With Windows I was able to compile Windows executable (available under windows-version). For some unknown reason PyInstaller can not pack data-folder into distribution (see the spec file). So, you need to copy the exe and data-directory to any location to your Windows PC and first execution will download nltk library, extract tokenizers under data-directory and then word2vec model files will be placed to data.
Fixing nltk paths was done in MainWindow class like this: (data path = data/)
nltk_data_path = os.path.join(data_path, 'nltk_data')
nltk.data.path.append(nltk_data_path)
if not os.path.exists(os.path.join(data_path, model_file)):
nltk.download('punkt', download_dir=nltk_data_path)

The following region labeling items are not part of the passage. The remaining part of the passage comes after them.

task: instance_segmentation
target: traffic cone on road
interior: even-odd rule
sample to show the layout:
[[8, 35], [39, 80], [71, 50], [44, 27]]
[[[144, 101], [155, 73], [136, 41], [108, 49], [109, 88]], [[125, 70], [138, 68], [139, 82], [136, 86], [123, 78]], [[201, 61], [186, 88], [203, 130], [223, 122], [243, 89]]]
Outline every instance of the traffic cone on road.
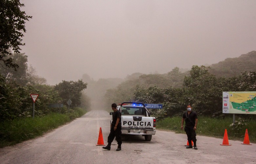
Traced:
[[104, 140], [103, 140], [103, 136], [102, 135], [102, 131], [101, 130], [101, 127], [99, 128], [99, 137], [98, 138], [98, 143], [96, 144], [96, 145], [106, 145], [104, 144]]
[[[192, 144], [192, 146], [194, 146], [194, 142], [193, 142], [193, 140], [191, 140], [191, 143]], [[184, 145], [185, 146], [188, 146], [189, 145], [189, 143], [188, 143], [188, 140], [187, 142], [187, 145]]]
[[250, 140], [249, 139], [249, 135], [248, 134], [248, 131], [247, 130], [247, 129], [245, 130], [245, 139], [244, 139], [244, 143], [241, 143], [241, 144], [251, 145], [251, 144], [250, 144]]
[[228, 143], [228, 138], [227, 137], [227, 132], [226, 129], [225, 129], [225, 133], [224, 133], [224, 137], [223, 138], [223, 141], [222, 142], [222, 144], [221, 145], [223, 146], [231, 146]]

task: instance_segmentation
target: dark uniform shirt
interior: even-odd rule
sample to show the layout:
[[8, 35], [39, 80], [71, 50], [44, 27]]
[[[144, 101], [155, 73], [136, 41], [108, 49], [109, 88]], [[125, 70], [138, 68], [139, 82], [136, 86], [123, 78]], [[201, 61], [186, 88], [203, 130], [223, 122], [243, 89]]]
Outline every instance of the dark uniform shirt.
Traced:
[[121, 123], [121, 113], [120, 111], [118, 110], [117, 110], [116, 111], [113, 112], [113, 114], [112, 115], [112, 118], [113, 119], [112, 121], [112, 124], [113, 125], [116, 125], [116, 123], [117, 123], [117, 118], [120, 118], [119, 119], [119, 123]]
[[[185, 119], [185, 126], [190, 127], [194, 127], [195, 123], [195, 119], [198, 118], [197, 113], [193, 111], [191, 111], [189, 114], [188, 114], [187, 111], [185, 112], [183, 114], [182, 118]], [[191, 121], [189, 118], [190, 119]]]

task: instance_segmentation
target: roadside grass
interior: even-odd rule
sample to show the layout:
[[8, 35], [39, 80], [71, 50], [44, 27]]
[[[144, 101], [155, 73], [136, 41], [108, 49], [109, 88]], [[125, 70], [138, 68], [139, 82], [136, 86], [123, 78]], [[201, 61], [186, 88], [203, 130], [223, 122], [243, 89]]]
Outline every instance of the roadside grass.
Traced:
[[[236, 120], [237, 119], [236, 118]], [[247, 129], [249, 134], [250, 142], [256, 143], [256, 121], [250, 119], [246, 122], [247, 125], [241, 125], [240, 129], [232, 129], [229, 125], [233, 123], [233, 118], [227, 117], [225, 118], [215, 118], [206, 116], [199, 118], [197, 134], [223, 138], [225, 129], [226, 129], [229, 139], [244, 141], [245, 129]], [[170, 130], [177, 133], [186, 133], [181, 129], [181, 117], [168, 117], [158, 121], [157, 128]], [[185, 127], [185, 122], [183, 124]]]
[[65, 114], [52, 113], [43, 117], [16, 119], [0, 123], [0, 147], [13, 145], [44, 133], [80, 117], [86, 111], [77, 107]]

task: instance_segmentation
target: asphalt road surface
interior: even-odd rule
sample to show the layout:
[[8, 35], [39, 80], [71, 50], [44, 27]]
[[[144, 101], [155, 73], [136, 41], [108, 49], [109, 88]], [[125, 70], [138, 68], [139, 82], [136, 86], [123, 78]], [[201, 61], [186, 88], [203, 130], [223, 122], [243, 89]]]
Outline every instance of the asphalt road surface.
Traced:
[[111, 117], [91, 111], [43, 136], [0, 149], [0, 163], [256, 163], [256, 144], [229, 140], [232, 146], [222, 146], [223, 139], [198, 136], [198, 150], [187, 149], [185, 132], [157, 130], [151, 141], [133, 136], [123, 141], [121, 151], [116, 151], [115, 140], [105, 150], [96, 144], [100, 127], [107, 143]]

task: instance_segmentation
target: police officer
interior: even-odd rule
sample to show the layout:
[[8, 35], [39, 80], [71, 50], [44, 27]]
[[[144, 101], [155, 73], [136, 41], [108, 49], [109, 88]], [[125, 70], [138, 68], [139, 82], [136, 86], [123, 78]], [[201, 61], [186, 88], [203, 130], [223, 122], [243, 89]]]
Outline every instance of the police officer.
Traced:
[[192, 111], [192, 108], [190, 104], [187, 106], [187, 111], [183, 114], [181, 119], [181, 129], [183, 129], [183, 123], [185, 120], [185, 131], [187, 134], [187, 140], [189, 145], [186, 147], [187, 148], [193, 148], [192, 140], [194, 142], [194, 148], [197, 150], [197, 139], [196, 136], [196, 130], [197, 130], [197, 125], [198, 119], [196, 113]]
[[121, 145], [122, 144], [121, 136], [122, 134], [122, 132], [121, 131], [121, 113], [117, 110], [117, 106], [116, 104], [112, 104], [111, 107], [114, 112], [112, 115], [113, 119], [111, 123], [110, 133], [108, 137], [108, 145], [102, 147], [102, 148], [110, 150], [111, 143], [116, 137], [118, 144], [117, 151], [120, 151], [121, 150]]

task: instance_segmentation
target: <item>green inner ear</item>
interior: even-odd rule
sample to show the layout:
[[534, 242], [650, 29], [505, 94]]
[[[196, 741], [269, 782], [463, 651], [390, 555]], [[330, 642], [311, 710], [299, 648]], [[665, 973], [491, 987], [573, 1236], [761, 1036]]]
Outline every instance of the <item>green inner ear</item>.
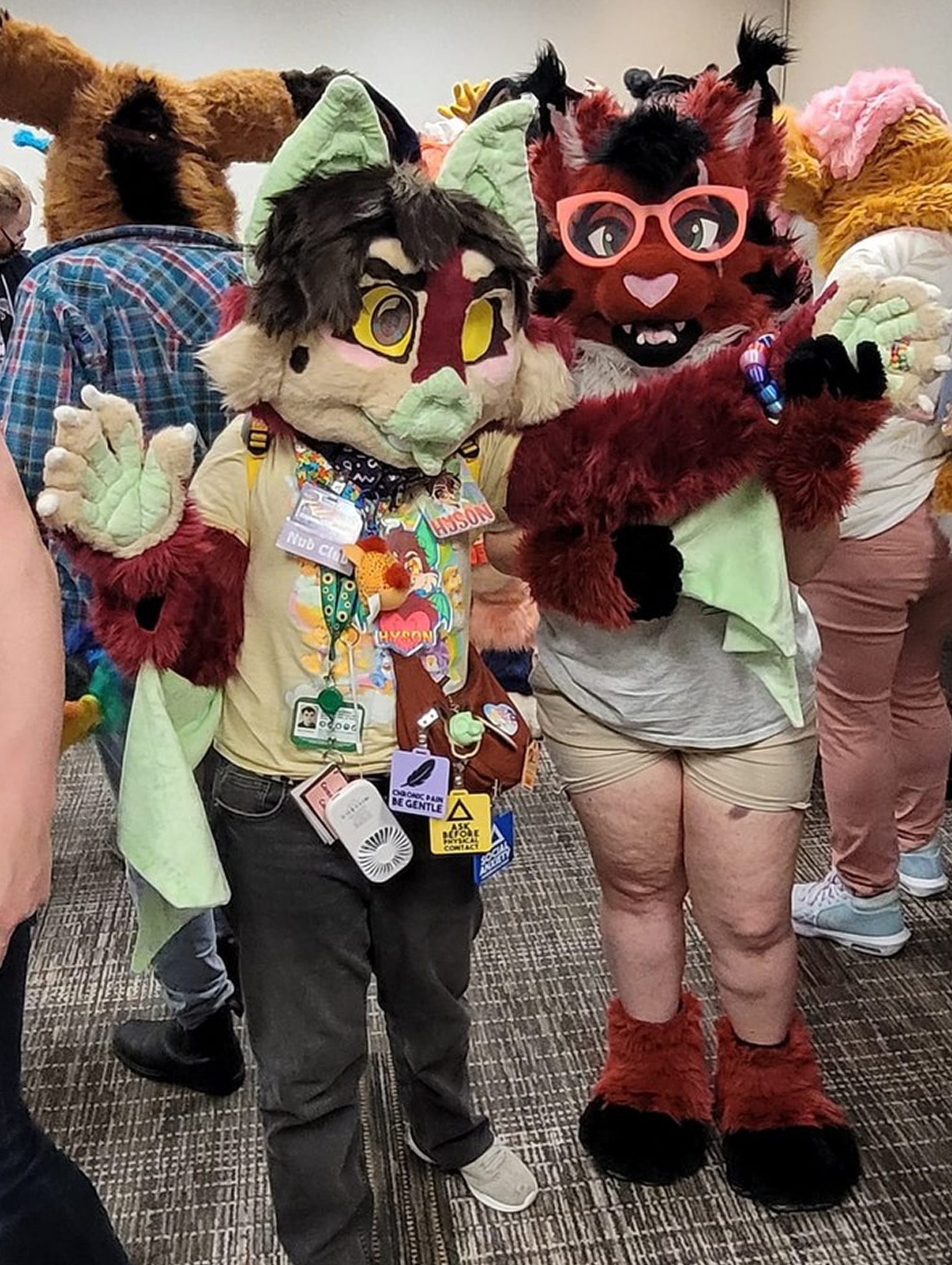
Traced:
[[536, 262], [539, 221], [528, 180], [526, 128], [536, 108], [507, 101], [488, 110], [455, 142], [436, 183], [472, 194], [516, 230], [531, 263]]
[[389, 163], [387, 137], [367, 89], [351, 75], [339, 75], [287, 137], [264, 173], [245, 233], [245, 272], [250, 280], [257, 276], [254, 247], [279, 194], [308, 176], [340, 176]]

nltk.download('punkt_tab', download_dir=nltk_data_path)
10.10.2024:
I finally got Linux distribution working with my Ollama/LLama3.2 advice (ChatGPT was not able to help):
In the PalindromiPeli.spec, which is used by PyInstaller, I added as LLama3.2b adviced:
compiler_options={
'CFLAGS': '-fPIC -I/usr/include', # include XCB headers
'LDFLAGS': '-L/usr/lib', # link against xcb lib
},
and that seems to work if I copy the binary PalindromiPeli and data-folder to another Linux-workstation!